Molefe Seeletsa
Digital Journalist
3 minute read
17 Sep 2021
12:35 pm

ConCourt scathing in dismissal of Zuma’s ‘litigious skulduggery’ – quotes

Molefe Seeletsa

Zuma's rescission application was dismissed with costs, and the majority judgement had some choice words for the former president.

Former president Jacob Zuma. Picture: Die Burger/Gallo Images

The Constitutional Court (ConCourt) on Friday has upheld its decision to sentence former president Jacob Zuma to 15 months in prison.

Delivering the scathing majority judgment, Justice Sisi Khampepe said three judgments were penned by the ConCourt, a majority and two dissenting judgments.

Khampepe said the majority judgment held that Zuma’s application did not met the statutory requirements for a rescission, with the court dismissing his application.

ALSO READ: ConCourt dismisses rescission application: Zuma 0, Zondo 2

In a dissenting judgment, however, Justice Leona Theron and Justice Chris Jafta concluded that Zuma’s imprisonment was unconstitutional as it was without a trial or a right of appeal.

Both judges argued that the ConCourt’s 29 June order was not compliant with the Constitution as well as international law and as such, can be rescinded.

The former president was ordered to pay the costs of the Commission of Inquiry into Allegations of State Capture, including the costs of two counsel.

Here are the key quotes from justice Khampepe’s ruling:

‘Litigious skulduggery’

Justice Khampepe highlighted that Zuma’s elected absence from the contempt case, which formed the basis for the rescission bid, was wholly misdirected.

“Elected absence like that of Mr Zuma constitutes more than litigious skulduggery which does not have the effect of turning a competently granted order into one erroneously granted. It is quite simply not for sorts of these circumstances the law of rescission caters [for].

“Mr Zuma’s purported absence is not the only respect in which his application fails to meet the requirements of Rule 42, subsection 1(a). The majority finds that he has also failed to demonstrate why the order why erroneously granted.”

‘Shoe pinches’

She said Zuma was afforded the opportunity to make submissions on the sanction he should face, which he refused to do.

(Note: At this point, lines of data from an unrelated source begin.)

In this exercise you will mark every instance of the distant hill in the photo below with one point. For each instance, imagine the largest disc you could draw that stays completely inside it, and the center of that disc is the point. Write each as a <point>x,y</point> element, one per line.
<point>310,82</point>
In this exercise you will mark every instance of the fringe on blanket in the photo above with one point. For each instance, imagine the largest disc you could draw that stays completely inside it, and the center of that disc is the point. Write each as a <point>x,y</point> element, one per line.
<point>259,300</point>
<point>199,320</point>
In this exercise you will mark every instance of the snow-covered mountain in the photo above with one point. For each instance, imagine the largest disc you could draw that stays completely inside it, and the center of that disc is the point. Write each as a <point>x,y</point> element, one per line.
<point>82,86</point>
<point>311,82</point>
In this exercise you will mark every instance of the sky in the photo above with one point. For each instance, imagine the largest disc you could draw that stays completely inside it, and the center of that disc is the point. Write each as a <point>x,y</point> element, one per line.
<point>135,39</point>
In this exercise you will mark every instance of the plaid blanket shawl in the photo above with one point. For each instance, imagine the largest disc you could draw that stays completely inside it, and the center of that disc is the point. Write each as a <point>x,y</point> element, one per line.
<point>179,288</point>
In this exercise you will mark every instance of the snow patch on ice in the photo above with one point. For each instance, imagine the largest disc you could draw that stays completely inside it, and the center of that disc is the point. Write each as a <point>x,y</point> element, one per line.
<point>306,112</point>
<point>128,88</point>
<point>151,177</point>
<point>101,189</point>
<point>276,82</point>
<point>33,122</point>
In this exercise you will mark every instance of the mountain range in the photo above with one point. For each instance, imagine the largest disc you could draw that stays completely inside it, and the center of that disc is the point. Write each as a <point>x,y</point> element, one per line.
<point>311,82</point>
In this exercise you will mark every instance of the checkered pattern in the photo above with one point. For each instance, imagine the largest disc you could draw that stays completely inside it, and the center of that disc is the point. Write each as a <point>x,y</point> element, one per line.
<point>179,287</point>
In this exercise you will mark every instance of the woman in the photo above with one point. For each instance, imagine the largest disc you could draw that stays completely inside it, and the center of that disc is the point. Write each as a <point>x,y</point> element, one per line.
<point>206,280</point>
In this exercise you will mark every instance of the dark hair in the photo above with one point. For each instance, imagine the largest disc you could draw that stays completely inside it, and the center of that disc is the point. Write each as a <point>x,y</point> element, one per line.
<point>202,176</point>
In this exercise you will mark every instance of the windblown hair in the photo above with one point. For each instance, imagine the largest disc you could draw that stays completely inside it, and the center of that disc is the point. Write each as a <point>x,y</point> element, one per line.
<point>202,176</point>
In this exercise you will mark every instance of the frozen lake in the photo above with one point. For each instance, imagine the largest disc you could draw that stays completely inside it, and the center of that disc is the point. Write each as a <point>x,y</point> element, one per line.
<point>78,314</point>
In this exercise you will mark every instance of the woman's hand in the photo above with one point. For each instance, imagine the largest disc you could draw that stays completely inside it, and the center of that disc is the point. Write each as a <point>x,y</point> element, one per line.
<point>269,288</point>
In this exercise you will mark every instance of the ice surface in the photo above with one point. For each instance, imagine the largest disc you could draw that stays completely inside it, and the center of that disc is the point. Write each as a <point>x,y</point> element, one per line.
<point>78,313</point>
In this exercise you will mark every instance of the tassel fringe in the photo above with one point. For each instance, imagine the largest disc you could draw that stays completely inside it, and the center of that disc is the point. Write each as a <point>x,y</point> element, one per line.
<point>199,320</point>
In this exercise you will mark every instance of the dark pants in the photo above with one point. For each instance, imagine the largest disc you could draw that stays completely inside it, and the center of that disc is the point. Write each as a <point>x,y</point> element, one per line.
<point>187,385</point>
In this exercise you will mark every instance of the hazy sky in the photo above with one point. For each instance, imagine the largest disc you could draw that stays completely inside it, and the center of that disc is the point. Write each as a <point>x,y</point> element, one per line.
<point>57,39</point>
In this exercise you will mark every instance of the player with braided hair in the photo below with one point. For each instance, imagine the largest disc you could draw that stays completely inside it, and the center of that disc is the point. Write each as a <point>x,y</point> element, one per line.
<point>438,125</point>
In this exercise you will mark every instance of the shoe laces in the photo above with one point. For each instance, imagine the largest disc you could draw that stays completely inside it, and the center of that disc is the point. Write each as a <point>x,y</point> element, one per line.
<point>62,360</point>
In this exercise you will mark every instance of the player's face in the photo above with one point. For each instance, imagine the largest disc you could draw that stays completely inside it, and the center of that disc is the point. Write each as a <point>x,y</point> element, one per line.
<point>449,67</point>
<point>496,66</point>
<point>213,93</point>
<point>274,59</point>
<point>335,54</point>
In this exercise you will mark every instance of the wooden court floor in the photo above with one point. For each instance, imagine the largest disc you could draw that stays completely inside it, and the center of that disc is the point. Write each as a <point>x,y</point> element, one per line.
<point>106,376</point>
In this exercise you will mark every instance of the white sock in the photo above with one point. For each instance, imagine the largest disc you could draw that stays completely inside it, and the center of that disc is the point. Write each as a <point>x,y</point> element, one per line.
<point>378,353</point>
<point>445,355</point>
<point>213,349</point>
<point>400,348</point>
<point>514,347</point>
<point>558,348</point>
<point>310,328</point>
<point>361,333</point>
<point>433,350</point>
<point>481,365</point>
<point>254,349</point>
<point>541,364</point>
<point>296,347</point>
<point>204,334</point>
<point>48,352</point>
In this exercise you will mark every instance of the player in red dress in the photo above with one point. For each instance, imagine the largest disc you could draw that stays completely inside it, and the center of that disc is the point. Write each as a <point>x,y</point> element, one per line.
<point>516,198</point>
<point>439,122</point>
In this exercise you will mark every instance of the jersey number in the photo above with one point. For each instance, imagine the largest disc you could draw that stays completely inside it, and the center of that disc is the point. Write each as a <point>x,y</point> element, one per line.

“Mr Zuma had multiple opportunities to bring these arguments to the court. That he opted not [to] cannot mean that the court committed an error in granting the order. To his peril, Mr Zuma declined to participate in the contempt proceedings and disdainfully dismissed a further opportunity when invited to so. He only attempts to justify his absence now that the shoe pinches,” she said.

‘Justice would be compromised by chaos’

She further indicated the majority judgment found that it was not in the interests of justice that “Zuma’s tactics of litigious vacillation be tolerated”.

“The legislature has deliberately carved out exceptionally narrow grounds for rescission because the notion of rescinding court orders constitutes an affront to the general rule that orders, especially those of the apex court, are final.

“This, it was emphasised because if orders of court are too readily set aside the administration of justice would be compromised by chaos. Despite Mr Zuma’s creative attempts to have the order set aside, the majority of the Constitutional Court finds that the qualification rule 29 of the Constitutional Court, which incorporate rule 42 with such modifications as are necessary, provides no panacea to this ill-fated application for rescission.”

‘Opportunistically sought to reopen merits’

Justice Khampepe added that Zuma had sought to reopen the merits of the contempt proceedings, which had already been disposed of.

“In conclusion, the majority of the Constitutional Court found that Mr Zuma has not met the requirements of rescission in terms of rule 42(1Xa) or the common law. Instead, in launching an application for rescission, Mr Zuma opportunistically sought to reopen the merits of the contempt proceedings.

“The majority held that it would be contrary to the interests of justice to expand the legal grounds of rescission or reconsider the judgment and order the Constitutional Court handed down on 29 June 2021. Accordingly, the majority dismissed the application with costs.”